UNDERLICENSED NOBRA PILOT SENTENCED TO 18 MONTHS HOME-DETENTION FOR FALSIFYING LICENSE

FOR IMMEDIATE RELEASE
May 17, 2011

DERECK E. PONAMSKY, age 36, from Baton Rouge, Louisiana, was sentenced today by U.S. District Court Judge Jay Zainey to five years probation with the special condition of 18 months home-detention, 100 hours of community service, and a fine of $6,000, for use of an altered Coast Guard license, announced U. S. Attorney Jim Letten.

PONAMSKY previously pled guilty on February 24, 2011 to presenting a forged U.S. Coast Guard license for employment as a First Class Pilot knowing that the Coast Guard license he presented had been altered to falsely include a First Class Pilot’s Endorsement and that he had never received this endorsement. PONAMSKY further admitted that he was issued a Merchant Mariner’s License by the United States Coast Guard, License No. 11199280, on June 16, 2005, authorizing him to serve as a Master of Steam or Motor Vessels of not more than 100 gross tons, which is the type of license issued to operate a tugboat. At no time was the defendant issued a First Class Pilot’s Endorsement. However, he presented to the New Orleans-Baton Rouge Steamship Pilots Association (NOBRA) located in Jefferson, Louisiana, a license which contained a First Class Pilot Endorsement. He worked as a NOBRA pilot from June 2005 until approximately February 2, 2008. NOBRA was unaware that the defendant did not have the proper licensure while employed by NOBRA.
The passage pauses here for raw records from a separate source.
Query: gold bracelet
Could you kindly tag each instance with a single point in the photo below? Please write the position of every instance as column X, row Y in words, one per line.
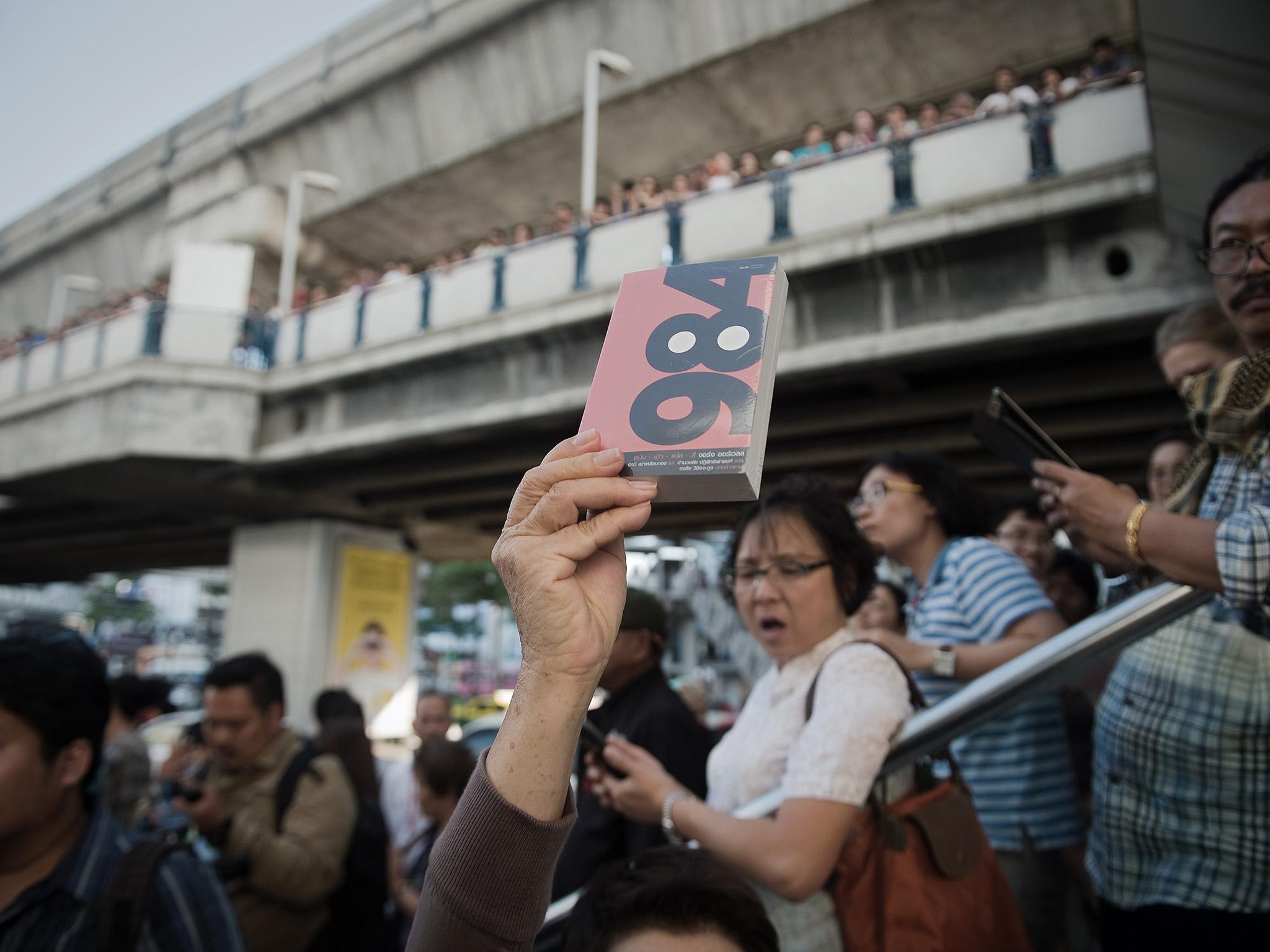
column 1130, row 534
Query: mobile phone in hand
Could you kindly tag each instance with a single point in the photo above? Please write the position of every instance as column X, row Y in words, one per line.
column 593, row 741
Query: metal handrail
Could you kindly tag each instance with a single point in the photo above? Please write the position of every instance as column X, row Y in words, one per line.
column 1042, row 668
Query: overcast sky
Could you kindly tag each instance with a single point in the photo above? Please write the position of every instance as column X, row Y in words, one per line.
column 84, row 82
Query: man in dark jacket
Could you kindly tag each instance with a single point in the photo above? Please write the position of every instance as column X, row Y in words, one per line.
column 643, row 708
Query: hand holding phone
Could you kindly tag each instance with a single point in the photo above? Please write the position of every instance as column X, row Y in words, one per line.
column 593, row 743
column 1003, row 428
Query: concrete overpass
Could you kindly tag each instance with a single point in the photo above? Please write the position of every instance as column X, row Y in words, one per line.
column 420, row 405
column 446, row 117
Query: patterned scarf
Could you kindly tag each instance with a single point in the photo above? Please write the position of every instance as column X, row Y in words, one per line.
column 1230, row 412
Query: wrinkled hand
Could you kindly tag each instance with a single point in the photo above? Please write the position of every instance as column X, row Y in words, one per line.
column 642, row 794
column 207, row 813
column 1091, row 509
column 567, row 579
column 911, row 654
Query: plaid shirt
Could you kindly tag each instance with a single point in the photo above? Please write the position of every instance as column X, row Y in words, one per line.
column 186, row 909
column 1181, row 785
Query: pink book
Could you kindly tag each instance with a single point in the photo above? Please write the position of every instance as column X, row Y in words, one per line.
column 685, row 379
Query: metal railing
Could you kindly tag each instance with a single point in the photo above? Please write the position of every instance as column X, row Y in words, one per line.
column 1043, row 668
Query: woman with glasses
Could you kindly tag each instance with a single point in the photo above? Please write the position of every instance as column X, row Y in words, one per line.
column 977, row 609
column 798, row 569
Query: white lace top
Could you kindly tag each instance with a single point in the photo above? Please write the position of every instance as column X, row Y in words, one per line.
column 861, row 702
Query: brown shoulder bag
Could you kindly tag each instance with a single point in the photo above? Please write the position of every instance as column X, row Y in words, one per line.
column 918, row 875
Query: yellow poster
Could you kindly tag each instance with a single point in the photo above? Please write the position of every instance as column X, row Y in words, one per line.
column 370, row 655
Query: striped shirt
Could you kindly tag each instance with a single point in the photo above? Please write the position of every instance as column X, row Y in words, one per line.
column 1018, row 765
column 1181, row 743
column 186, row 909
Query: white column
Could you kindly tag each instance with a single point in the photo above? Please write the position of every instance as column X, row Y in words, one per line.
column 285, row 584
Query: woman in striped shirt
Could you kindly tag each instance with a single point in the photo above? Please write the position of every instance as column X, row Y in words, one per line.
column 977, row 609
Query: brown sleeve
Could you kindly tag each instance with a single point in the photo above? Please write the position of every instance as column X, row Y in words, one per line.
column 489, row 878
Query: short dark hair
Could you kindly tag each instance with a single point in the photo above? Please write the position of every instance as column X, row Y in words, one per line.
column 134, row 695
column 445, row 765
column 255, row 673
column 848, row 550
column 55, row 683
column 435, row 692
column 1025, row 503
column 1255, row 169
column 675, row 890
column 337, row 702
column 897, row 592
column 1081, row 571
column 961, row 508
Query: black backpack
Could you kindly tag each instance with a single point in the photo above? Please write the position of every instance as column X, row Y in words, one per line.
column 123, row 912
column 358, row 907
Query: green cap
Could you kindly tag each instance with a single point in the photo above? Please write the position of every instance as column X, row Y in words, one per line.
column 644, row 611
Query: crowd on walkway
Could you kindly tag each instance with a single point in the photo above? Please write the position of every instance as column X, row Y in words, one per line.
column 647, row 193
column 1130, row 808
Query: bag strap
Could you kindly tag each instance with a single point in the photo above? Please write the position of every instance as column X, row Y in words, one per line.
column 123, row 910
column 286, row 790
column 915, row 696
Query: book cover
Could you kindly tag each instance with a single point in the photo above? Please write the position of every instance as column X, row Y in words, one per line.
column 685, row 377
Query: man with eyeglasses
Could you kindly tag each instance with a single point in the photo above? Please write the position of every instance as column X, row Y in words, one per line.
column 73, row 879
column 1180, row 844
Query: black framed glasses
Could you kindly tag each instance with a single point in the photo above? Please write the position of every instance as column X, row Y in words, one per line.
column 1233, row 257
column 779, row 573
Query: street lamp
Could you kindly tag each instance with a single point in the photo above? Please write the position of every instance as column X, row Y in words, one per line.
column 63, row 286
column 291, row 235
column 620, row 66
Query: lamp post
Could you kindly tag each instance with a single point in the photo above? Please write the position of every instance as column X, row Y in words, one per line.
column 291, row 234
column 63, row 286
column 620, row 66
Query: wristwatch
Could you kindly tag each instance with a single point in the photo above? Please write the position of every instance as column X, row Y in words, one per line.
column 672, row 834
column 944, row 662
"The Coast Guard is dedicated to the protection of America's waterways and those who sail upon them. One of the fundamental tenets of safe navigation is having a properly licensed mariner responsible for the safe navigation of the vessel. When this principle is broken, the lives of all mariners and the marine environment are at risk. I am grateful to the Department of Justice for their hard work on this case and appreciate the synergy between our two agencies," said Rear Admiral Mary E. Landry, Eighth District Coast Guard Commander.

This case was investigated criminally by the U. S. Coast Guard Criminal Investigative Services and was prosecuted by Assistant United States Attorney Dorothy Manning Taylor.